Slashdot Mirror


Leopard Early Adopters Suffer For The Rest of Us

News.com tallies up the minor annoyances early adopters have experienced dealing with the newest version of OS X. From a change in folder design to install issues, and beyond to lack of support for Java 6, Mac users have had more to grumble about than usual in the last week. Just the same, the article notes, there have been no major problems and (compared to other OS launches) Leopard kicked off fairly well. "Let's give thanks to the early adopters, however masochistic they may be. You can do all the QA in the world before releasing an operating system, and it's not going to compare to what happens when the unwashed masses get their hands on the product. Microsoft's Windows Vista had years of developer releases, and was released to manufacturing several weeks before it went on sale to the general public. Still, compatibility problems cropped up because it's extremely difficult to anticipate what people are running, and in what combination. It's easier for Apple because it tightly controls its hardware and software, and because there are fewer potential combinations in the wild, but it's still a Herculean task."

3 of 461 comments (clear)

  1. Re:About as good as non free can be. by Erris · · Score: 1, Flamebait

    just because apt-get dist-ugprade works doesn't mean everything works well after that, especially if you have any customizations, or odd bits of hardware or applications.

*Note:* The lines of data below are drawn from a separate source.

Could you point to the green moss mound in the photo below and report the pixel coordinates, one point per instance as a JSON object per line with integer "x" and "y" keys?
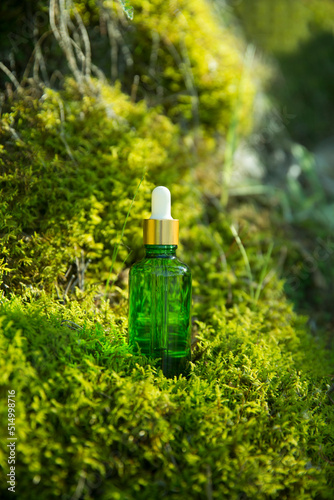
{"x": 93, "y": 420}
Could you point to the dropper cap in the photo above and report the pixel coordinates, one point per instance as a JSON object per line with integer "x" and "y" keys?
{"x": 161, "y": 228}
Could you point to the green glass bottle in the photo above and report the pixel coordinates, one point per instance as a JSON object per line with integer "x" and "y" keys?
{"x": 160, "y": 293}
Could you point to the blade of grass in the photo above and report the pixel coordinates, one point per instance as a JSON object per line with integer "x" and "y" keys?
{"x": 117, "y": 245}
{"x": 245, "y": 258}
{"x": 263, "y": 272}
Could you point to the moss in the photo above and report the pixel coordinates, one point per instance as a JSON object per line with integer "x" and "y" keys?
{"x": 246, "y": 423}
{"x": 93, "y": 419}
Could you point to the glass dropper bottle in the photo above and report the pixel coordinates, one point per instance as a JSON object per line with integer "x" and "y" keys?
{"x": 160, "y": 293}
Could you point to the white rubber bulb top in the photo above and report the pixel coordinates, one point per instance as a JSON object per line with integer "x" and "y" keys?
{"x": 161, "y": 203}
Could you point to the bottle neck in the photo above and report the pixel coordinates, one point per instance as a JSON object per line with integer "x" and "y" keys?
{"x": 161, "y": 250}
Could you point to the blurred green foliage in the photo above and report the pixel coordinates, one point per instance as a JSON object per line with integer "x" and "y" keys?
{"x": 299, "y": 34}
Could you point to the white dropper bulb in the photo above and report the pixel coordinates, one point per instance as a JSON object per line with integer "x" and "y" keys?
{"x": 161, "y": 203}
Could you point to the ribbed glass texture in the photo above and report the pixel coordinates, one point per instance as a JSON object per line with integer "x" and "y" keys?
{"x": 159, "y": 308}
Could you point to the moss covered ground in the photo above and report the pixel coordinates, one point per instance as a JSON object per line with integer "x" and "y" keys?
{"x": 77, "y": 166}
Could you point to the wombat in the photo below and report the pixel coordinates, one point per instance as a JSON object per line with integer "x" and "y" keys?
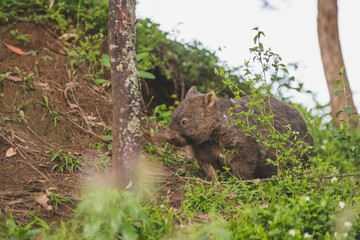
{"x": 203, "y": 122}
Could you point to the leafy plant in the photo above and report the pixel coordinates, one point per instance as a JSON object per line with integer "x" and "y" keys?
{"x": 56, "y": 199}
{"x": 64, "y": 161}
{"x": 10, "y": 230}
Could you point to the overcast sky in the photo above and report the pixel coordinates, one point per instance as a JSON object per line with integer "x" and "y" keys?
{"x": 290, "y": 31}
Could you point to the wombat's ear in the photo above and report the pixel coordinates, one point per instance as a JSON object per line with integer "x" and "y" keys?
{"x": 192, "y": 92}
{"x": 210, "y": 99}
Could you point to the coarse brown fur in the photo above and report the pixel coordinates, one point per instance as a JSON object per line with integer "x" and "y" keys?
{"x": 203, "y": 122}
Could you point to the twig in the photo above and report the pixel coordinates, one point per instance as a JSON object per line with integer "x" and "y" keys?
{"x": 272, "y": 179}
{"x": 196, "y": 179}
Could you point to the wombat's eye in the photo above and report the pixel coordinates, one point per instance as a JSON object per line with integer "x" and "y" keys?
{"x": 184, "y": 121}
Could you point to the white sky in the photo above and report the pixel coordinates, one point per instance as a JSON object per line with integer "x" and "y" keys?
{"x": 290, "y": 31}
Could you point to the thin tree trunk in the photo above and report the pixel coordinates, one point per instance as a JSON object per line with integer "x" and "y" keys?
{"x": 126, "y": 93}
{"x": 332, "y": 59}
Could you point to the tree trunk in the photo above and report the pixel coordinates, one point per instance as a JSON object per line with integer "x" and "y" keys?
{"x": 331, "y": 56}
{"x": 126, "y": 93}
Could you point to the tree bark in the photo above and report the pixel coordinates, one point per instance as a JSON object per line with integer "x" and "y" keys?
{"x": 328, "y": 34}
{"x": 126, "y": 93}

    If you can tell me exactly what you mean by "customizations", we might find the root of the problem. If by customizations, you mean things like non free software and by "odd" hardware you mean hardware with binary blobs, your experience is no different from mine.

    My Debian upgrades have been free of both major and minor annoyances. I've lost only one piece of hardware in the last five years to a Debian upgrade that was the result of free software improvement, dma reworks. I replaced it and it probably works again now. Other than that, transitions from Woody to Sarge and then Sarge to Etch have been flawless. Even where programs change, the user data is preserved without loss and is often usable in place. For an ordinary user, it just works. Source code and compiled executables are also transferable between upgrades and distributions. Things I compile on Debian work just fine with Fedora so that rsync is all I need to keep projects working in more than one place over years of development.

    --
    DMCA, Hollings, Palladium. What might have sounded like paranoia is now common sense.
  2. Re:Early Adoption by Mister+Whirly · · Score: 0, Flamebait

    "And just where is Microsoft today that Apple hasn't been first, in real OS terms?"

    On over 90% of desktops?

    --
    "But this one goes to 11!"
  3. Re:Early Adoption by mdwh2 · · Score: 0, Flamebait

    It's like me saying "my new car gets 1,000 miles on a gallon of gas, and yours only gets 25", and they you respond "Aha! you admitted it, yours still uses gas, just like mine, you can shut up now, it's no better"

    No, it's like claiming your car gets 1,000 miles per gallon, and it turning out it only gets 25, the same as my car. The point is that the claim being made has been proven wrong.